In September 2019, my partner and I moved to France, across an ocean from our closest friends and family. A friend who had lived abroad for several years told us that our Sundays were about to become both our best and most exhausting days. That’s because it would be the day that we rigorously scheduled phone calls with our friends and family, across several time zones, to catch up.
We’ve spent most of our Sundays ever since punctuating afternoons and evenings with video and phone calls, recounting the same stories, frustrations, and triumphs to a range of loved ones, according to when this friend woke up or this family member was free. This weekly ritual has since made us equal parts homesick and at home: With their faces right in front of us, we feel as if our people are not far away, that we can be thousands of miles apart but still feel their warmth. My favorite days are family get-togethers, when the phone gets passed around like a baby, with surprise and excitement coming from both sides of the screen. Our Sunday calendar has often been our fullest day of diligent conversation, while the remainder of the week is fairly quiet.
That is, until the past month. On March 14, French prime minister Édouard Philippe announced severe restrictions on movement in France in the wake of the global coronavirus pandemic. Over that weekend all of France’s nonessential businesses were forced to close. As we’d been hearing the past few weeks, France was in severe danger of becoming the new Italy, where the virus has taken hold, infecting more than 27,000 people and killing nearly 2,500, but that hadn’t seemed to stop throngs from going to bars, restaurants, and cafés. It was difficult to imagine that these places would ever be closed—and then the number of cases in France doubled in 72 hours and all of a sudden, it was quiet. Soon, President Emmanuel Macron imposed an even stricter lockdown on the entire country. Now no one is to leave their homes except for the most essential needs. He said on live TV, “We are at war.”
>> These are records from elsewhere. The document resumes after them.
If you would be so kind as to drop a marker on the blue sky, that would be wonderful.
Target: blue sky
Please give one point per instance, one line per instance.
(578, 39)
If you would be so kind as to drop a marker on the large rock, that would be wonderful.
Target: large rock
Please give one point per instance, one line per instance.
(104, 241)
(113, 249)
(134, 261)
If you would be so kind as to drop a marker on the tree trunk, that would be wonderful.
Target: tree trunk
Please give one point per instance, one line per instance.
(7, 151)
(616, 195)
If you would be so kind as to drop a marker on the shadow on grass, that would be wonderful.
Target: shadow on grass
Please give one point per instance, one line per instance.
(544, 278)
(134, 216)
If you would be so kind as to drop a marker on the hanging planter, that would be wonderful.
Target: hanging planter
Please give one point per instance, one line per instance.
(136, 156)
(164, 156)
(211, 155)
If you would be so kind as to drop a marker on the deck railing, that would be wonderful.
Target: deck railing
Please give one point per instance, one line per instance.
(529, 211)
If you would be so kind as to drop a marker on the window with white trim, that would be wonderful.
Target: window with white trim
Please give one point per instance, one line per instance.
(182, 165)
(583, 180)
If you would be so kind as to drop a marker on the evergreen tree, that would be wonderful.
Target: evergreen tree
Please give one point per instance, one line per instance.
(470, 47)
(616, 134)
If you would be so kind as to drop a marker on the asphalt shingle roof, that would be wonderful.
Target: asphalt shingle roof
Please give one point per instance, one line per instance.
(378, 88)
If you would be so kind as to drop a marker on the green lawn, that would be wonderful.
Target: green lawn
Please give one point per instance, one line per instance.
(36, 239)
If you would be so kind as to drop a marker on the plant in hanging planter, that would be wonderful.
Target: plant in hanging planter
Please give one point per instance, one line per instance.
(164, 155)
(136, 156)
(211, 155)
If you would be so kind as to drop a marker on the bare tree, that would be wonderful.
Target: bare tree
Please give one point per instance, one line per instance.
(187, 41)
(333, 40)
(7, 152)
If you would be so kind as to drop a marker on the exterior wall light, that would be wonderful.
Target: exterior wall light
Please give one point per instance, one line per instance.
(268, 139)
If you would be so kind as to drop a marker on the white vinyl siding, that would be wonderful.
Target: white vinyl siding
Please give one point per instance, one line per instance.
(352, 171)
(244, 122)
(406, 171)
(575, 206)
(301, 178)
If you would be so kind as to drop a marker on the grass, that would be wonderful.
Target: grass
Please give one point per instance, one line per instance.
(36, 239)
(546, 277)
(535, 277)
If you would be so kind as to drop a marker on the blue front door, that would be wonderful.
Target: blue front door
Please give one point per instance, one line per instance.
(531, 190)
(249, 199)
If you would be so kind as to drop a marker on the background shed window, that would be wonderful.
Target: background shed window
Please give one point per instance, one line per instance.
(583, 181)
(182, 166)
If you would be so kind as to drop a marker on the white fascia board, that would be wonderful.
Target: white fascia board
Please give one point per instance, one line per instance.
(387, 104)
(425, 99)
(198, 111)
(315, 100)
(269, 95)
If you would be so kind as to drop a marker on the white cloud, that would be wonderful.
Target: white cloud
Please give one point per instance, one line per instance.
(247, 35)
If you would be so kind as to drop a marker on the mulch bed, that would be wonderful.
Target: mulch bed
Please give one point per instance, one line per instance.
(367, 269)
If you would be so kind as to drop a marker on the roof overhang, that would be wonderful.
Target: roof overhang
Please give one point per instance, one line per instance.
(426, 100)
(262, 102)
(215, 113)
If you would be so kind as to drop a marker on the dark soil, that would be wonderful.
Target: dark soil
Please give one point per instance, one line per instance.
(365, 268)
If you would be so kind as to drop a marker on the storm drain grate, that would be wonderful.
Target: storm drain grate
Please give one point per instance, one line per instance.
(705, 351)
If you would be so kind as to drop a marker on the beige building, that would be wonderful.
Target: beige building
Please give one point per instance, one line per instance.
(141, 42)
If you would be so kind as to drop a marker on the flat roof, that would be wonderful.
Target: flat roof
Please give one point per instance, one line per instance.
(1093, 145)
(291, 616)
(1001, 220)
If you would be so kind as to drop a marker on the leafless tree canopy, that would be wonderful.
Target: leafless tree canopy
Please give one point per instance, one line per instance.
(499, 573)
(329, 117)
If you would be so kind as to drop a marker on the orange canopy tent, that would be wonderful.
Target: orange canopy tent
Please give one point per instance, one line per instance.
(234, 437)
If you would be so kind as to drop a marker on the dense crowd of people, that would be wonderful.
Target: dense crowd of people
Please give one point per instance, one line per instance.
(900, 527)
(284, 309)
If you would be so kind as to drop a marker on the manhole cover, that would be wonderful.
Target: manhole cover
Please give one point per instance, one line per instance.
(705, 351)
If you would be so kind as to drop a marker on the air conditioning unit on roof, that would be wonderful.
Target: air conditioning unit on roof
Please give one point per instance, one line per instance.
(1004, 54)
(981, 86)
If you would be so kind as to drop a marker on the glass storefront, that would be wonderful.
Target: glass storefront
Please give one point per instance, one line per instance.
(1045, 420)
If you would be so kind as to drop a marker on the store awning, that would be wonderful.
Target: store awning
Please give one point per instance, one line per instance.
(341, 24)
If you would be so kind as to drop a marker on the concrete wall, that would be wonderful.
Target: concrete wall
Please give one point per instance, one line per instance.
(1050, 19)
Every so often I’ll open my window to look out onto our street, where there are two bars that double as cafés during the daytime. Normally, they verge on too noisy. It is surreal to see them too quiet. But, above all, the silence is necessary.
In our apartment, though, it feels as if we have absorbed all the noise. That’s because, from morning until evening, without scheduling anything or planning to talk or setting up a laptop in the right lighting in the most comfortable setting, we are constantly video chatting with friends and family. Knowing that it is not safe for the health of others and ourselves to go outside, and that strict social distancing is the best way to limit the spread of the virus, we have instead brought our loved ones inside with us, through a kind of technology that has begun again to seem absolutely, uncompromisingly miraculous.
I feel like that kid marveling at Will Smith in my memory every time the phone rings. At unpredictable intervals our phones will light up with FaceTime or Skype calls from everyone we love, near and far, and we take advantage of those unpredictable intervals too, to surprise friends in their homes with our faces. Sometimes they are making lunch just as we are about to go to bed. Sometimes we are just about to crack a beer as they are pouring a coffee.
It turns out that all that phone scheduling these past few months has had an unintended effect: We now know the time zone calculations and daily habits of our friends more or less by heart. We call them all without abandon and it reminds us, in what is a scary time for our entire world, that we are all in this together.
Togetherness right now looks like isolation, but our motivation to isolate is in fact the greatest proof of our desire to be together. Remaining apart is one of the best tools we have to protect each other from the virus spreading farther than it already has. But behind closed doors, whether we are there alone, with our partners, or with our families, we can still invite the world in. With a couple of taps, the people you lost most are at your fingertips. Go ahead—let that feel like a little miracle.
Dayna Evans is a freelance writer based in France.